A idéia de atirar passa novamente por sua cabeça, mas de novo algo a freia. Não podia mais esperar. Precisava agir. Madalena parte com tudo para cima do indivíduo e com o revólver ainda em pulso lhe dá uma coronhada na cabeça. O homem cai desacordado deixando cair também a sua arma.
- Vem! – berra Madalena já se pondo aflitivamente a correr.
Maria olha surdamente para seu próprio corpo. Vê o sangue que escorre por entre suas coxas, agora totalmente à mostra. Lembra do vinho que ainda não comprara. O sangue não para de escorrer. Maria o enxuga com as mãos que desesperadas tentam a livrar do pecado.
- Vem! – grita mais uma vez Madalena, agora uma voz distante quase a dobrar a esquina.

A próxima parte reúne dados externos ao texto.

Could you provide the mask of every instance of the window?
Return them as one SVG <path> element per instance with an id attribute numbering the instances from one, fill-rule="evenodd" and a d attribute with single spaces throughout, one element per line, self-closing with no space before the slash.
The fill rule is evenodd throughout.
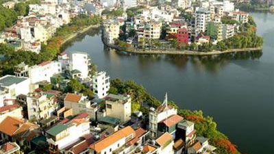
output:
<path id="1" fill-rule="evenodd" d="M 112 107 L 111 104 L 107 104 L 107 108 L 112 109 Z"/>

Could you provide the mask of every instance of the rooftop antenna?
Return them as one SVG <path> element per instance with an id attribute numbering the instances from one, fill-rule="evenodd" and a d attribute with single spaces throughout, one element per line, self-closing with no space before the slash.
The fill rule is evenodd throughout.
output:
<path id="1" fill-rule="evenodd" d="M 167 118 L 167 115 L 168 115 L 168 108 L 167 108 L 167 92 L 166 92 L 166 95 L 164 96 L 164 103 L 165 105 L 165 110 L 166 110 L 166 119 Z"/>

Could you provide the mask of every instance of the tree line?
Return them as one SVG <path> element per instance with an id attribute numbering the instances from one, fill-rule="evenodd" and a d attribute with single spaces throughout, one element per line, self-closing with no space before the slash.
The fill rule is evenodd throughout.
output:
<path id="1" fill-rule="evenodd" d="M 0 31 L 12 26 L 18 16 L 25 16 L 29 13 L 29 5 L 39 3 L 40 0 L 30 0 L 27 2 L 21 2 L 15 4 L 13 9 L 4 8 L 0 5 Z"/>

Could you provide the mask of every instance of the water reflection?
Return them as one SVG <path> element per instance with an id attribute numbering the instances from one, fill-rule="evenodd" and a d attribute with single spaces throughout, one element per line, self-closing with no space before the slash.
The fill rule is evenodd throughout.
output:
<path id="1" fill-rule="evenodd" d="M 68 40 L 66 43 L 64 43 L 62 47 L 61 47 L 61 51 L 63 51 L 66 49 L 68 49 L 72 46 L 73 46 L 75 42 L 82 42 L 86 37 L 93 37 L 95 36 L 99 36 L 101 34 L 101 29 L 99 27 L 98 28 L 92 28 L 89 29 L 88 31 L 82 33 L 82 34 L 78 34 L 77 37 Z"/>
<path id="2" fill-rule="evenodd" d="M 120 64 L 120 60 L 131 56 L 137 56 L 138 64 L 142 68 L 153 65 L 156 62 L 164 60 L 178 68 L 186 69 L 188 62 L 191 62 L 195 70 L 203 72 L 205 70 L 211 73 L 218 73 L 220 69 L 231 64 L 232 60 L 258 60 L 262 55 L 262 51 L 225 53 L 219 55 L 187 56 L 175 55 L 136 55 L 117 51 L 104 47 L 105 57 L 113 63 Z"/>

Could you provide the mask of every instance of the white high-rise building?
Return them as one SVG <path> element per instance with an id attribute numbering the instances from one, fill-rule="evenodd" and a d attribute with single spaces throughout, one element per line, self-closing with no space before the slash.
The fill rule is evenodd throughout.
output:
<path id="1" fill-rule="evenodd" d="M 105 100 L 107 116 L 119 118 L 121 123 L 130 120 L 132 99 L 129 95 L 110 94 Z"/>
<path id="2" fill-rule="evenodd" d="M 113 7 L 116 2 L 116 0 L 100 0 L 100 4 L 105 8 Z"/>
<path id="3" fill-rule="evenodd" d="M 16 66 L 14 74 L 16 77 L 28 77 L 32 84 L 40 81 L 51 81 L 54 74 L 62 73 L 61 63 L 56 61 L 45 62 L 38 65 L 28 67 L 22 63 Z"/>
<path id="4" fill-rule="evenodd" d="M 177 114 L 177 110 L 168 105 L 167 94 L 166 94 L 163 103 L 156 110 L 151 107 L 149 112 L 149 131 L 151 138 L 156 138 L 160 135 L 158 132 L 158 123 L 168 117 Z"/>
<path id="5" fill-rule="evenodd" d="M 32 93 L 27 97 L 27 116 L 29 120 L 50 118 L 57 110 L 58 104 L 54 97 L 48 97 L 44 93 Z"/>
<path id="6" fill-rule="evenodd" d="M 210 21 L 210 12 L 203 8 L 198 8 L 195 12 L 196 35 L 205 32 L 208 22 Z"/>
<path id="7" fill-rule="evenodd" d="M 103 98 L 108 94 L 110 88 L 110 76 L 105 72 L 99 72 L 92 77 L 93 93 L 99 99 Z"/>
<path id="8" fill-rule="evenodd" d="M 223 1 L 223 11 L 231 12 L 234 10 L 234 3 L 229 1 Z"/>
<path id="9" fill-rule="evenodd" d="M 125 8 L 137 6 L 137 0 L 123 0 L 123 5 Z"/>
<path id="10" fill-rule="evenodd" d="M 24 77 L 16 77 L 7 75 L 0 77 L 0 94 L 9 93 L 4 94 L 11 98 L 15 98 L 19 94 L 27 94 L 30 91 L 29 79 Z M 2 98 L 1 99 L 10 99 Z"/>
<path id="11" fill-rule="evenodd" d="M 88 77 L 89 66 L 90 60 L 86 53 L 74 52 L 70 57 L 70 70 L 77 70 L 81 72 L 82 78 Z"/>
<path id="12" fill-rule="evenodd" d="M 68 70 L 72 74 L 79 73 L 78 77 L 86 78 L 88 77 L 90 60 L 88 54 L 84 52 L 73 51 L 71 54 L 65 52 L 58 55 L 58 62 L 60 62 L 63 71 Z M 73 77 L 75 78 L 77 77 Z"/>

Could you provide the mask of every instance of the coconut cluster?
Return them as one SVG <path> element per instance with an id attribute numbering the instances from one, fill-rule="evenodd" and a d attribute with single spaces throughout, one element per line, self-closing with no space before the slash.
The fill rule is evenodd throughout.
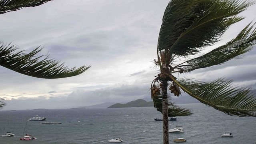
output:
<path id="1" fill-rule="evenodd" d="M 151 88 L 151 93 L 153 94 L 153 96 L 154 98 L 156 97 L 158 95 L 160 94 L 160 88 L 155 86 Z"/>
<path id="2" fill-rule="evenodd" d="M 180 93 L 178 90 L 177 89 L 177 88 L 174 85 L 172 85 L 170 87 L 169 89 L 171 90 L 171 92 L 174 94 L 174 96 L 180 96 Z"/>

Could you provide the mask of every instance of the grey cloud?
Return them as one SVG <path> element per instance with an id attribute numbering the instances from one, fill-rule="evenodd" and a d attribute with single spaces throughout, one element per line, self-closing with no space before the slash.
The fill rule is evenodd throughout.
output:
<path id="1" fill-rule="evenodd" d="M 55 93 L 57 92 L 57 91 L 56 90 L 53 90 L 53 91 L 51 91 L 50 92 L 48 92 L 48 94 L 53 94 L 53 93 Z"/>
<path id="2" fill-rule="evenodd" d="M 135 72 L 133 74 L 130 74 L 130 76 L 136 76 L 138 74 L 142 74 L 144 73 L 145 72 L 146 72 L 146 70 L 142 70 L 140 72 Z"/>

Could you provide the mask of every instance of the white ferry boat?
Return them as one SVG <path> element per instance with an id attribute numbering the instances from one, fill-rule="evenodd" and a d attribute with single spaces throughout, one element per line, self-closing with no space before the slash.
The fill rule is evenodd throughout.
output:
<path id="1" fill-rule="evenodd" d="M 43 116 L 42 118 L 36 115 L 33 118 L 29 118 L 28 120 L 44 120 L 46 118 L 44 118 Z"/>

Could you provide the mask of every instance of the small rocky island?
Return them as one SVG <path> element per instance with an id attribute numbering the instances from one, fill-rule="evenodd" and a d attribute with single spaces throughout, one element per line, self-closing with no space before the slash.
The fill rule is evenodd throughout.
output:
<path id="1" fill-rule="evenodd" d="M 107 108 L 132 108 L 154 106 L 154 103 L 152 101 L 147 102 L 142 99 L 132 101 L 126 104 L 117 103 L 108 107 Z"/>

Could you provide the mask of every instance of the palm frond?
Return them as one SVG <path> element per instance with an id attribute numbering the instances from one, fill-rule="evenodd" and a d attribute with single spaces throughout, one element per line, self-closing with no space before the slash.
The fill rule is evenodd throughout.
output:
<path id="1" fill-rule="evenodd" d="M 236 37 L 224 45 L 198 58 L 185 62 L 186 66 L 183 72 L 188 72 L 198 68 L 219 65 L 230 60 L 236 58 L 252 48 L 256 44 L 256 23 L 250 27 L 248 24 L 240 32 Z M 182 67 L 178 65 L 174 68 Z"/>
<path id="2" fill-rule="evenodd" d="M 236 16 L 252 4 L 238 0 L 172 0 L 164 15 L 158 50 L 168 50 L 170 55 L 195 54 L 218 41 L 229 26 L 243 18 Z"/>
<path id="3" fill-rule="evenodd" d="M 1 108 L 3 106 L 6 105 L 6 104 L 2 101 L 3 100 L 4 100 L 3 99 L 0 98 L 0 108 Z"/>
<path id="4" fill-rule="evenodd" d="M 158 94 L 156 96 L 152 97 L 154 106 L 156 108 L 156 110 L 162 113 L 162 100 L 161 94 Z M 168 116 L 186 116 L 193 114 L 190 109 L 182 108 L 175 105 L 172 102 L 170 97 L 168 98 Z"/>
<path id="5" fill-rule="evenodd" d="M 211 82 L 173 79 L 190 96 L 230 115 L 256 116 L 256 98 L 250 89 L 232 86 L 232 80 L 220 78 Z"/>
<path id="6" fill-rule="evenodd" d="M 40 6 L 53 0 L 0 0 L 0 14 L 27 7 Z"/>
<path id="7" fill-rule="evenodd" d="M 90 66 L 78 68 L 69 68 L 60 62 L 49 58 L 49 56 L 37 56 L 42 49 L 38 47 L 31 52 L 15 52 L 15 45 L 5 45 L 0 42 L 0 65 L 28 76 L 42 78 L 60 78 L 81 74 Z"/>

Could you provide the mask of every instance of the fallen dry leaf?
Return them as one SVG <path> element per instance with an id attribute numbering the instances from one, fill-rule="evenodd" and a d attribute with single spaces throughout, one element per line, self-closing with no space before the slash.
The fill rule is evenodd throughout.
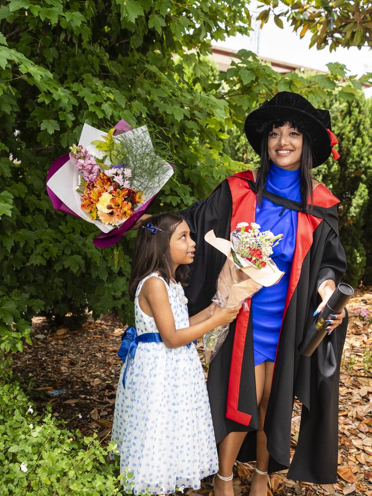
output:
<path id="1" fill-rule="evenodd" d="M 333 495 L 336 492 L 336 490 L 335 489 L 334 486 L 333 484 L 322 484 L 321 487 L 324 489 L 326 492 L 330 495 Z"/>
<path id="2" fill-rule="evenodd" d="M 68 329 L 66 329 L 65 327 L 60 327 L 59 329 L 58 329 L 57 331 L 56 331 L 55 335 L 62 336 L 62 334 L 65 334 L 67 332 L 68 330 Z"/>
<path id="3" fill-rule="evenodd" d="M 273 474 L 270 479 L 271 488 L 274 493 L 282 489 L 284 485 L 284 479 L 279 474 Z"/>
<path id="4" fill-rule="evenodd" d="M 357 487 L 356 482 L 353 483 L 350 486 L 347 486 L 346 488 L 344 488 L 342 490 L 342 492 L 344 495 L 350 494 L 350 493 L 354 493 Z"/>
<path id="5" fill-rule="evenodd" d="M 97 419 L 97 424 L 99 424 L 103 427 L 112 427 L 113 423 L 109 420 L 105 420 L 104 419 Z"/>
<path id="6" fill-rule="evenodd" d="M 337 469 L 337 473 L 339 476 L 347 482 L 356 482 L 357 480 L 355 476 L 351 471 L 351 468 L 350 465 L 344 465 L 339 467 Z"/>
<path id="7" fill-rule="evenodd" d="M 99 414 L 98 413 L 98 410 L 97 408 L 94 408 L 90 412 L 90 416 L 94 420 L 98 420 L 100 418 Z"/>

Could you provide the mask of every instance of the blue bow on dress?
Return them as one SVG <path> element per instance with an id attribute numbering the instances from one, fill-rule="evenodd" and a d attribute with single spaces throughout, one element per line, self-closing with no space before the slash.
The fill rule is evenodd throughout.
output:
<path id="1" fill-rule="evenodd" d="M 163 340 L 158 332 L 145 332 L 138 335 L 137 334 L 137 330 L 135 327 L 126 328 L 122 335 L 122 344 L 120 345 L 119 351 L 118 352 L 118 356 L 124 362 L 129 355 L 128 360 L 126 361 L 125 369 L 123 374 L 123 385 L 124 388 L 125 387 L 125 376 L 128 370 L 129 359 L 130 358 L 132 359 L 134 358 L 138 343 L 162 342 Z M 196 344 L 196 342 L 194 341 L 194 342 Z M 187 348 L 189 348 L 191 345 L 191 343 L 189 343 L 186 346 Z"/>

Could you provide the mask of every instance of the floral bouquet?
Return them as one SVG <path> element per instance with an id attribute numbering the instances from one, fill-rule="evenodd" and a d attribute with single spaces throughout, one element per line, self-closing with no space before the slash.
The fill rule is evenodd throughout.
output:
<path id="1" fill-rule="evenodd" d="M 223 308 L 243 303 L 263 286 L 278 282 L 284 273 L 270 258 L 273 248 L 279 243 L 282 234 L 274 236 L 270 231 L 261 232 L 260 226 L 241 222 L 231 235 L 231 240 L 216 238 L 213 231 L 207 233 L 205 241 L 227 257 L 218 276 L 217 291 L 213 301 Z M 210 363 L 219 351 L 229 332 L 229 325 L 220 326 L 205 334 L 205 361 Z"/>
<path id="2" fill-rule="evenodd" d="M 85 124 L 78 144 L 52 165 L 47 183 L 55 208 L 95 224 L 99 247 L 113 245 L 144 213 L 173 174 L 146 126 L 124 121 L 108 132 Z"/>

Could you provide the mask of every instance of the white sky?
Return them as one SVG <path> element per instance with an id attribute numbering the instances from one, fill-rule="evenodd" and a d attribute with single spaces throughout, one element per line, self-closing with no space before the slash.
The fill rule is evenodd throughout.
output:
<path id="1" fill-rule="evenodd" d="M 253 24 L 252 24 L 253 25 Z M 319 70 L 327 70 L 328 62 L 340 62 L 349 69 L 350 74 L 358 76 L 367 72 L 372 72 L 372 50 L 363 47 L 349 49 L 340 48 L 332 53 L 328 48 L 317 50 L 315 47 L 309 49 L 311 33 L 308 32 L 303 38 L 292 31 L 284 21 L 284 29 L 281 29 L 270 16 L 262 29 L 259 28 L 251 32 L 249 37 L 240 35 L 226 38 L 216 45 L 234 50 L 245 48 L 257 53 L 262 57 L 277 61 L 303 65 Z M 258 51 L 257 51 L 258 46 Z M 366 96 L 372 96 L 372 88 L 365 91 Z"/>

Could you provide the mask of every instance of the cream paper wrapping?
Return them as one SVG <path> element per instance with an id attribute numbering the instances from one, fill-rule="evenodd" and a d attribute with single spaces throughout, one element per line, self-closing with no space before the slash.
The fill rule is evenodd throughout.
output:
<path id="1" fill-rule="evenodd" d="M 107 133 L 88 124 L 85 123 L 81 131 L 79 145 L 82 145 L 86 148 L 89 153 L 102 158 L 104 155 L 103 152 L 98 150 L 95 145 L 92 144 L 92 141 L 95 140 L 100 140 L 103 136 L 107 136 Z M 123 133 L 120 136 L 114 136 L 114 139 L 125 139 L 130 141 L 136 141 L 138 148 L 142 147 L 144 149 L 149 150 L 153 152 L 155 155 L 152 146 L 151 137 L 146 126 L 141 126 L 130 131 Z M 157 194 L 163 187 L 167 181 L 173 174 L 173 168 L 168 162 L 163 160 L 160 157 L 159 161 L 163 162 L 165 165 L 165 171 L 163 176 L 159 178 L 158 187 L 153 189 L 148 189 L 143 192 L 143 203 L 145 203 L 153 196 Z M 105 163 L 110 165 L 110 161 L 106 159 Z M 130 165 L 130 164 L 128 164 Z M 97 227 L 104 233 L 109 233 L 117 227 L 124 224 L 127 219 L 123 219 L 118 223 L 117 226 L 112 226 L 110 224 L 104 224 L 99 219 L 94 220 L 88 212 L 81 208 L 81 196 L 80 193 L 76 191 L 78 185 L 78 178 L 80 173 L 74 165 L 73 162 L 70 159 L 63 165 L 57 172 L 54 174 L 48 182 L 47 186 L 52 191 L 57 195 L 59 198 L 75 214 L 92 224 L 95 224 Z M 135 187 L 133 185 L 133 187 Z M 140 207 L 138 205 L 136 209 Z"/>
<path id="2" fill-rule="evenodd" d="M 207 233 L 204 239 L 227 257 L 218 276 L 217 290 L 213 298 L 213 301 L 223 308 L 243 303 L 262 286 L 273 286 L 279 282 L 284 274 L 271 260 L 262 268 L 254 267 L 232 250 L 231 241 L 216 238 L 213 230 Z M 203 341 L 207 364 L 216 356 L 228 332 L 229 325 L 226 325 L 204 335 Z"/>

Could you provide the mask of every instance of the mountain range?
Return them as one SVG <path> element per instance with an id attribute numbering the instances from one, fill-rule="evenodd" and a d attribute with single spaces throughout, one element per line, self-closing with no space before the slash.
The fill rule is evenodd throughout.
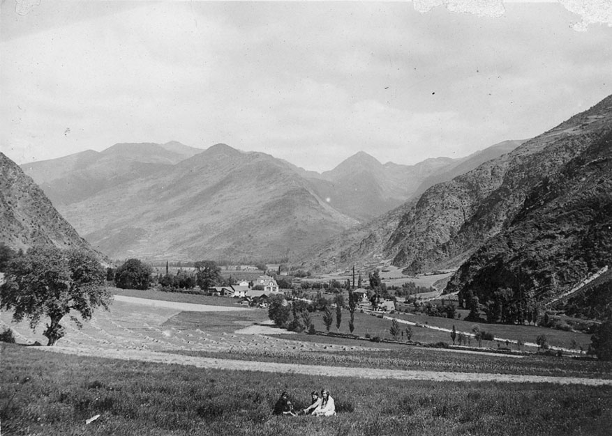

Ainda surda, Maria olha para as mãos, uma mistura de sangue e gozo. Olha para o sujeito, ainda desacordado, estirado ao chão com as calças arriadas. Seu corpo ainda trêmulo assumira um peso que não conhecia. Ela desfalece, mas retoma a consciência a tempo de amparar sua queda, deixando no chão carimbada sua palma com a tinta do impregnado pecado. Sem pensar Maria pega o revólver caído ao seu lado, e atira. No coração. O homem dá um gemido e treme as pernas num curto espasmo de vida. Outro tiro. Já não há mais resposta. Mais um tiro. O homem já está morto. Maria continua. Outro, outro e outro...
Foram onze tiros.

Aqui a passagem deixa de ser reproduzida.